Hacking the CAN Bus

adel ben


Without a doubt, as we have achieved greater technological advancement, vehicles have switched gears from a luxury to a necessity. As of 2015, over 263 million vehicles are registered in the United States1 according to Statistica, and 91% of people over the age of 16 have a driver’s license.

With so many cars on the road, it is especially important that we secure this critical infrastructure from cyber attack. So far researchers have demonstrated remote attacks which allow malicious actors to brake, steer, and disable the engine, showcasing a harrowing reality. The source of these attacks reside on a physical medium called the “CAN bus” which we are going to thoroughly examine. This post is the start of a multi-page series on:

  1. An Introduction to CAN
  2. Examples of attacks on vehicles.
  3. Reading CAN Traffic from your vehicle.
  4. The future for securing against these attacks.

What is CAN? A Brief Introduction

CAN is an acronym that stands for Controller Area Network. It is a serverless, bus network which allows microcontollers to communicate with each other. For example, CAN is the medium which allows the engine to report its revolutions per minute and engine load to the transmission, which tells other electronic components to switch gears.

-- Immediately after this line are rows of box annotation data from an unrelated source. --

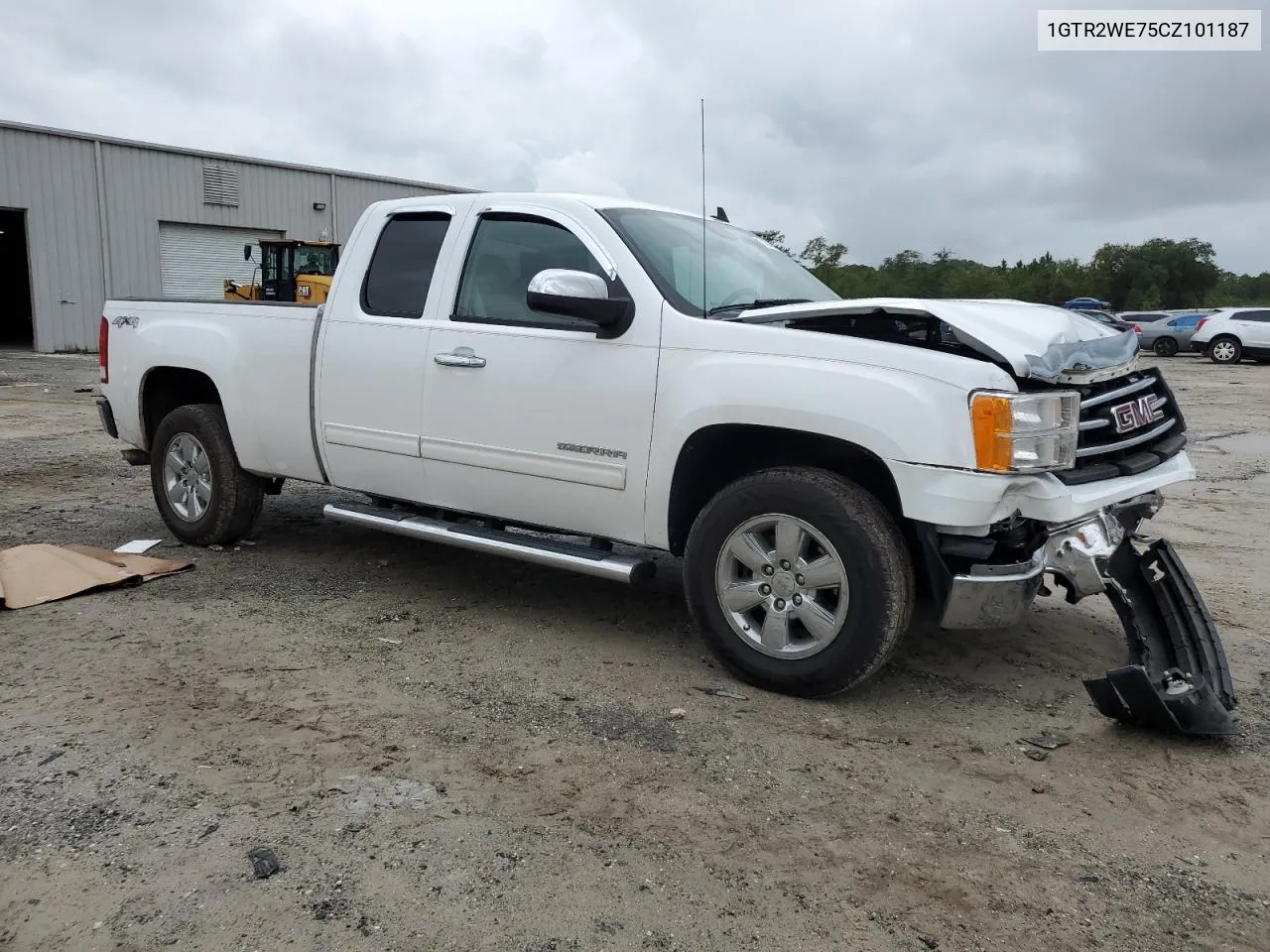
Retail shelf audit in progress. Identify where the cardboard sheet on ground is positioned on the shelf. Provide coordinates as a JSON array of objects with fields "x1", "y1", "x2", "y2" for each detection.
[{"x1": 0, "y1": 544, "x2": 194, "y2": 608}]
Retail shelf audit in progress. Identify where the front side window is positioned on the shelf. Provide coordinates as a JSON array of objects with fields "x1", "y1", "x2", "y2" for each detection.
[
  {"x1": 362, "y1": 212, "x2": 449, "y2": 317},
  {"x1": 453, "y1": 214, "x2": 617, "y2": 331},
  {"x1": 600, "y1": 208, "x2": 840, "y2": 316}
]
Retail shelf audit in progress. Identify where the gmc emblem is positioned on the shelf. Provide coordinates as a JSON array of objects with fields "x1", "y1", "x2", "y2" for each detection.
[{"x1": 1111, "y1": 395, "x2": 1165, "y2": 432}]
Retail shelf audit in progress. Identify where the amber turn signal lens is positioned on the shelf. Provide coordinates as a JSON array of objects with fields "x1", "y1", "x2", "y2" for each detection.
[{"x1": 970, "y1": 394, "x2": 1015, "y2": 472}]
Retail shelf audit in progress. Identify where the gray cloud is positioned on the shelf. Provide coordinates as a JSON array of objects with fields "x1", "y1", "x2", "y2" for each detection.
[{"x1": 0, "y1": 0, "x2": 1270, "y2": 272}]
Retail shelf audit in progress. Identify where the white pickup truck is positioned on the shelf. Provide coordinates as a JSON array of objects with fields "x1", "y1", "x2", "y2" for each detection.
[{"x1": 99, "y1": 194, "x2": 1235, "y2": 734}]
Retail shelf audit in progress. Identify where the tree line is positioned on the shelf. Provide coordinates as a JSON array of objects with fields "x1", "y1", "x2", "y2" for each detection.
[{"x1": 754, "y1": 231, "x2": 1270, "y2": 311}]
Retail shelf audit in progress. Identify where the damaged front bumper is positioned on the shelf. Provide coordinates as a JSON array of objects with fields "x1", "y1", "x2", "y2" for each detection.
[{"x1": 924, "y1": 493, "x2": 1237, "y2": 735}]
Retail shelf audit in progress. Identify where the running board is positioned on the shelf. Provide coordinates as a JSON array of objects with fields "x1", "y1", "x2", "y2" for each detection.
[{"x1": 322, "y1": 504, "x2": 657, "y2": 584}]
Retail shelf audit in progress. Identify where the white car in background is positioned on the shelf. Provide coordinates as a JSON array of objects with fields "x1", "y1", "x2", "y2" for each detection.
[{"x1": 1192, "y1": 305, "x2": 1270, "y2": 363}]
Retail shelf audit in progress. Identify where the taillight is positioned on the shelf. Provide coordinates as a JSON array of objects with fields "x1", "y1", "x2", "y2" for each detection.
[{"x1": 96, "y1": 317, "x2": 110, "y2": 384}]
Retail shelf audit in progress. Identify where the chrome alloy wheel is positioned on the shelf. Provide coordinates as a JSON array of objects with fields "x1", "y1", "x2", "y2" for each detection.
[
  {"x1": 715, "y1": 514, "x2": 851, "y2": 660},
  {"x1": 163, "y1": 432, "x2": 212, "y2": 522},
  {"x1": 1212, "y1": 340, "x2": 1234, "y2": 363}
]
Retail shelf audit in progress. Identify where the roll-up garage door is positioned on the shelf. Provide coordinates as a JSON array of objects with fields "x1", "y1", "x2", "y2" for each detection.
[{"x1": 159, "y1": 222, "x2": 283, "y2": 300}]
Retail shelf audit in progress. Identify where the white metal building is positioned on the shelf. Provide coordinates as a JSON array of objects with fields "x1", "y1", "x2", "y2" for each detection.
[{"x1": 0, "y1": 122, "x2": 475, "y2": 352}]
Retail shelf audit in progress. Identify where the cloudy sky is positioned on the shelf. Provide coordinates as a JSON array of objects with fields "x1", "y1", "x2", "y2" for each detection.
[{"x1": 0, "y1": 0, "x2": 1270, "y2": 272}]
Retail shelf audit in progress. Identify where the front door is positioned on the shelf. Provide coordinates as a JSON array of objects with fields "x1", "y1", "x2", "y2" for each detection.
[{"x1": 422, "y1": 208, "x2": 661, "y2": 542}]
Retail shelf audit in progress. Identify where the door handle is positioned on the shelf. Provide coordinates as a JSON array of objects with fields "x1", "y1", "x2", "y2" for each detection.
[{"x1": 432, "y1": 346, "x2": 485, "y2": 367}]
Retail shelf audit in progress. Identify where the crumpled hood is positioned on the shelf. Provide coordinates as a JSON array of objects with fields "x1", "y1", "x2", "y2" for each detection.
[{"x1": 734, "y1": 298, "x2": 1138, "y2": 382}]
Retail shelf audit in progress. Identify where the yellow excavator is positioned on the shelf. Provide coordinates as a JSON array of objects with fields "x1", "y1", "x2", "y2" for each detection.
[{"x1": 225, "y1": 239, "x2": 339, "y2": 304}]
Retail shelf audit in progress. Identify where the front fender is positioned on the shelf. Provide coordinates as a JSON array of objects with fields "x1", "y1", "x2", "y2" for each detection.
[{"x1": 645, "y1": 350, "x2": 996, "y2": 548}]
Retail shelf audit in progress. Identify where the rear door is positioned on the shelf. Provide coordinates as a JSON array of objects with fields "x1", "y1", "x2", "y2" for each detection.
[
  {"x1": 315, "y1": 202, "x2": 457, "y2": 502},
  {"x1": 1232, "y1": 309, "x2": 1270, "y2": 350},
  {"x1": 422, "y1": 204, "x2": 661, "y2": 542}
]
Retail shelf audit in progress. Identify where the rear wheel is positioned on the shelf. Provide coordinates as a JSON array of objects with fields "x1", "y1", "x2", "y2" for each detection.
[
  {"x1": 684, "y1": 467, "x2": 915, "y2": 697},
  {"x1": 150, "y1": 404, "x2": 264, "y2": 545},
  {"x1": 1207, "y1": 336, "x2": 1243, "y2": 363}
]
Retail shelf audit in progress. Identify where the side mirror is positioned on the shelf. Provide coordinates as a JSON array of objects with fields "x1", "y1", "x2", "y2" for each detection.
[{"x1": 525, "y1": 268, "x2": 632, "y2": 327}]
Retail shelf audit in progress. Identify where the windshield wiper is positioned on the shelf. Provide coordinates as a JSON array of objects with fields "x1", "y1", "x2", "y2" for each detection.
[{"x1": 706, "y1": 298, "x2": 812, "y2": 317}]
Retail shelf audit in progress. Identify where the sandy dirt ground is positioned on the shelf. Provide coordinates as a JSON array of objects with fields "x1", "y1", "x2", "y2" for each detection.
[{"x1": 0, "y1": 353, "x2": 1270, "y2": 952}]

Devised in 1983, CAN was invented by Robert Bosch GmbH, a German automobile component company. Originally invented for specific use in vehicles, CAN sought to address a number of growing concerns in the automobile industry. These include:

  1. The amount of wiring involved with point to point communication
  2. Lack of a unified communication standard
  3. Increasingly complex wiring harnesses due to a growing number of electronic components

CAN addressed all of these concerns and more, becoming both a revolutionary invention and a mandated standard in the United States and Europe. CAN made the process simple and easy - if you have to add another microcontroller (also named an Electronic Control Unit, or ECU) then all you have to do is to connect it to the CAN bus, compared to wiring it to each and every module it would need to communicate with.

The CAN bus system does have it’s faults however - and they can be quite dire. Let’s take a look why.

Technical Specifications

The technical specifications of CAN are important to understand the current vulnerabilities that exist within the standard. Below described are:

  1. The Physical Wiring
  2. What Messages Look Like
  3. CAN’s Primary Fault

Physical Wiring Layer

CAN data is transmitted over a shielded twisted pair, between 0V and 5V. One wire is designated as “CAN High” and the other “CAN Low”. The method of transmitting data across these is what is called “differential voltage”.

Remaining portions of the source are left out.